You're listening to Weekend Edition from NPR News. A couple of months ago, we spoke with Sarah Gunderson, a nine-year-old girl from Minnesota. She was excited about this last presidential election, and though she couldn't vote, she lives in Minnesota after all, not Illinois, she threw an election party where youngsters could cast votes and count the results. Sarah Gunderson joins us for her post-election analysis. Sarah, thanks so much for being with us, again.


SIMON: You were expecting 60 people in November. How many youngsters actually came to your house?

Ms. GUNDERSON: Well, we had around 40, 50 kids come.

SIMON: Oh, OK. So, a little bit under what you were expecting?

Ms. GUNDERSON: Mm hmm.

SIMON: Oh, well, it was a school night, after all.


SIMON: And can you tell us how the vote went?

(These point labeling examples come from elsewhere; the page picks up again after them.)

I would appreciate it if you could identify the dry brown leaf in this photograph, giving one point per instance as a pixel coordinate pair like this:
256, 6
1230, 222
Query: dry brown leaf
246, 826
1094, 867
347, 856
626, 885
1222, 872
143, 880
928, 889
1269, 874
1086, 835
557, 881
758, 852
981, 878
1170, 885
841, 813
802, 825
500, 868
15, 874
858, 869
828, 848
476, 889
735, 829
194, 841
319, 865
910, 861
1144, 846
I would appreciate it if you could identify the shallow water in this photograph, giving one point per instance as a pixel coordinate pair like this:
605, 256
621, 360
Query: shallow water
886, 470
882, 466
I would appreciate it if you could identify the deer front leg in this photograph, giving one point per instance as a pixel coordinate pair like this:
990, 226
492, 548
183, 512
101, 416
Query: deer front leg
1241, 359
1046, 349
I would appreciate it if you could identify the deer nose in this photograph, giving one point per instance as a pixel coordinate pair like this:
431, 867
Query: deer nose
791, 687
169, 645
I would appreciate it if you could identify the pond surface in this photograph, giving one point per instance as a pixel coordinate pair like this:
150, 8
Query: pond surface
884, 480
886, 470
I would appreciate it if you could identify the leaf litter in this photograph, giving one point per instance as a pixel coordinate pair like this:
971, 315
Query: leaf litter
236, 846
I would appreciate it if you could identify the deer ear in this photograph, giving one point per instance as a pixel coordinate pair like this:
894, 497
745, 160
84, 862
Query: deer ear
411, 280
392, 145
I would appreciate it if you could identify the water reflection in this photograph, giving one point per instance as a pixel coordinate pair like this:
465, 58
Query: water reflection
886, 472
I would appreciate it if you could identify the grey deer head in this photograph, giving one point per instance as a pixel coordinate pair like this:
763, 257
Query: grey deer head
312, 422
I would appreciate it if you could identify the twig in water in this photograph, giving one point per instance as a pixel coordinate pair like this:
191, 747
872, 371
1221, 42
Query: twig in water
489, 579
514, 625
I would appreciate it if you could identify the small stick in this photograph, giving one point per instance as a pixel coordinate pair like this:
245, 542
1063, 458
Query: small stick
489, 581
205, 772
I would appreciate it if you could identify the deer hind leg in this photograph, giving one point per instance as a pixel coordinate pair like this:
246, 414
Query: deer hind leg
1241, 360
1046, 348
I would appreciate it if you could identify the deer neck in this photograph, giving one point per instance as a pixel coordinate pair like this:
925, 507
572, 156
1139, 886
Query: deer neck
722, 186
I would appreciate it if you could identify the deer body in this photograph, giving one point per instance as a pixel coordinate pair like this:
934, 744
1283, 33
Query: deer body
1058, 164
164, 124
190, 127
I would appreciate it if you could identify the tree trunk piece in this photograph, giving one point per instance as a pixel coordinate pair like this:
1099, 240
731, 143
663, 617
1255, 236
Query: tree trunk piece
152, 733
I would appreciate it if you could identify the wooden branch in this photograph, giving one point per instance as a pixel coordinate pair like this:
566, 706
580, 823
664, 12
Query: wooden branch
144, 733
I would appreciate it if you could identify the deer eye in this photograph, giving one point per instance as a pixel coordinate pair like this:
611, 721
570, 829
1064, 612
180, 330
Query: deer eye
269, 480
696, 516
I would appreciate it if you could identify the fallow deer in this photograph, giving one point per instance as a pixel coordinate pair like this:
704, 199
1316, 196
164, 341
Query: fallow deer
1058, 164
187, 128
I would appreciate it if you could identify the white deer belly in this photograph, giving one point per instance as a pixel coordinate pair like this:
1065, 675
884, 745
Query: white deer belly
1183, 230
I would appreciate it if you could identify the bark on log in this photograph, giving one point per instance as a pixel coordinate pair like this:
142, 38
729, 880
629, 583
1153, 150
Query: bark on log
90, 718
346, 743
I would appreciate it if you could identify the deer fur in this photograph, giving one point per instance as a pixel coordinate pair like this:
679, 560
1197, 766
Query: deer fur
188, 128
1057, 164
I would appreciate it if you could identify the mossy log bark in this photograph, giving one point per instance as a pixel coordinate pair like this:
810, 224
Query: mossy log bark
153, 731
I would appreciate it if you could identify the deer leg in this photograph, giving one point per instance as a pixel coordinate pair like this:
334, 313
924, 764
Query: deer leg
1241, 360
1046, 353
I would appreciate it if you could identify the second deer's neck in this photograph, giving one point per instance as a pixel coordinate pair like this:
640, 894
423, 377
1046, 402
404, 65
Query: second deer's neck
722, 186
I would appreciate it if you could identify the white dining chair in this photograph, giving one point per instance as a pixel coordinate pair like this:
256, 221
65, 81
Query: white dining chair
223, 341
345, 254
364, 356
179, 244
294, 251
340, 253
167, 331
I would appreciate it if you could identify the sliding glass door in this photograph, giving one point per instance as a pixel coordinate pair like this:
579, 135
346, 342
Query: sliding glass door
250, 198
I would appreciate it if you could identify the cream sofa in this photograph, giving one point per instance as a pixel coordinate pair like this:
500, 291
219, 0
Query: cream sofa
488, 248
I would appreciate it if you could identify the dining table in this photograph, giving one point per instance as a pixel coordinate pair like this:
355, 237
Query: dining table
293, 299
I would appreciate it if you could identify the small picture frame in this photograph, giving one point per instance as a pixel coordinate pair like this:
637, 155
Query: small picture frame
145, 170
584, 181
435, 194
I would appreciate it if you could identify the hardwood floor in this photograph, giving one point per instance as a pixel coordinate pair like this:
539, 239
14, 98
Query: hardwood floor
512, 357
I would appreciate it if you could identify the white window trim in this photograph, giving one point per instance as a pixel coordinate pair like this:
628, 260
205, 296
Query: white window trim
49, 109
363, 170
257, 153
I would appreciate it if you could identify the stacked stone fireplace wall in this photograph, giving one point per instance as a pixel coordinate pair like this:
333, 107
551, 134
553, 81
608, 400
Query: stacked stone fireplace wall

Ms. GUNDERSON: The vote went pretty smoothly. We didn't have any fraud.

(Soundbite of laughter)

SIMON: Right. In Minnesota, you're sensitive to close counts now, aren't you?

Ms. GUNDERSON: Mm hmm.

SIMON: With what's been going on with Mr. Franken and Senator Coleman. And may we ask who won the presidential ballot at your party?

Ms. GUNDERSON: Obama, by a landslide.

SIMON: Any kidding between the McCain and Obama voters?

Ms. GUNDERSON: No, not really. Didn't really matter who you voted for.

SIMON: So, you decided you like politics?

Ms. GUNDERSON: Yeah. I've decided I like politics.

SIMON: Are you going to volunteer for any campaigns, you think, in the next couple of years?

Ms. GUNDERSON: Well, I want to try because I think it would be kind of fun to get involved in actual politics.

SIMON: They must have a student council at your school?

Ms. GUNDERSON: Uh huh.

SIMON: You run for office there?

Ms. GUNDERSON: I actually couldn't run for student council because I had already gotten on a committee.

SIMON: Oh, election regulations or something. They're very stringent about that in Minnesota, I bet. I'm from Illinois where, you know, anybody can vote, anybody can run, anybody can buy a Senate seat. I ran for safety commissioner of my school when I was in the seventh grade. May I share something with you?

Ms. GUNDERSON: Uh huh.

SIMON: OK. Let me see if I can remember this.

(Singing) Simon for safety commissioner that is the name. Scott Simon for safety commissioner remember that name. Ability, knowledge, experience - experience I was in the seventh grade - experience he's got. That's our man for safety commissioner. Safety first Scott.

What do you think? Would you have voted for me?

Ms. GUNDERSON: Ah, probably not. Well, it's a very nice commercial.

(Soundbite of laughter)

SIMON: Thank you. Sarah, awfully nice talking to you.

Ms. GUNDERSON: Nice talking to you, too.

SIMON: Sarah Gunderson in Minneapolis, Minnesota.